Not only do politicians refrain from taking firm action in regard to a core issue in our society; the champions of Islam in Pakistan don’t either. These are the same people who have taken to the streets in protest against the U.S. detention of Dr. Afia Siddiqui. They have raised funds for her cause, opened centres to coordinate protests against her capture and trial. It seems they are blind to justice, since Afia Siddiqui’s links with terrorism have been amply proven in court. Nonetheless she is touted as “The Nation’s Daughter”.
The stark contrast between the ways in which these women are treated is key to grasping the place of women in a society ruled by mobs who support Islamic extremism. It has been proven that Dr. Afia has terrorist associations. Mukhtaran and Shazia are victims of abuse who never received justice. Why does popular support in Pakistan lie with Afia and not with the others?

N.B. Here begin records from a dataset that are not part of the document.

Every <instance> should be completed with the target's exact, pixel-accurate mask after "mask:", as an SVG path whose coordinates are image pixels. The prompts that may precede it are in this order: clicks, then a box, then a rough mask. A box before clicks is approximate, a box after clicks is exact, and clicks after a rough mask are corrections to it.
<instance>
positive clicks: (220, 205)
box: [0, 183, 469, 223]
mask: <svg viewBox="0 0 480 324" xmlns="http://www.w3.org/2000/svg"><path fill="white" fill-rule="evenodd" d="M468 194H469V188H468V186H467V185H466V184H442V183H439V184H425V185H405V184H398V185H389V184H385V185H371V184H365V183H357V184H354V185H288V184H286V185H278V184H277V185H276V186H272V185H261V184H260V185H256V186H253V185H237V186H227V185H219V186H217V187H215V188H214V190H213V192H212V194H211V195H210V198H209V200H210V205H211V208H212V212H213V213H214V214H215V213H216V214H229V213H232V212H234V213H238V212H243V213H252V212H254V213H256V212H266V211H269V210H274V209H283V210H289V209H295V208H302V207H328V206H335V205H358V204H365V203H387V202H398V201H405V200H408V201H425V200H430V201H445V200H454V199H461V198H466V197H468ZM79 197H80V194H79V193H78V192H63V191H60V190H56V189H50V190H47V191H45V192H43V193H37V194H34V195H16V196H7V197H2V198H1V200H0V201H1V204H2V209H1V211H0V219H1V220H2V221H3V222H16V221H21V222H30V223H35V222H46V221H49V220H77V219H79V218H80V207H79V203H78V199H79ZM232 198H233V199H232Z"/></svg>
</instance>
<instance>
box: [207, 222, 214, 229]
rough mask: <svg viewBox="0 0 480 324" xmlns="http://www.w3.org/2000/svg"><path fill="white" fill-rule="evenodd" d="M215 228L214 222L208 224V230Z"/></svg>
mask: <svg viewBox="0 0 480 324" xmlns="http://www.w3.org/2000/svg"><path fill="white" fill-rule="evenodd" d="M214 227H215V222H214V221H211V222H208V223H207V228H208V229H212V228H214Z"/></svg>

Until and unless Pakistani politicians face up to the reality of what Islamic extremism is, and where it is taking our country, the future of Pakistani women is not going to improve. As pointed out by several international media outlets, Pakistan, out of all countries in the world, has the highest number of searches for violent pornography on the Internet. Think of what this means: it means that violent porn is the most common form of sex education for Pakistani youth. This fact makes a lot of things very clear. After all, when there is as much sexual repression as there is in Pakistan, and when the average man or boy learns about sex in such a manner, sexual violence is only to be expected.
To all decent-thinking people, the issue is a no-brainer. Everything about the way in which Pakistani law enforcement and the Pakistani judiciary deal with rape is wrong – terribly, outrageously wrong. A corrupt system in which it is not justice but power and wealth that rule the day is systematically depriving the daughters of this nation of their fundamental human rights. It is long past time for this to stop.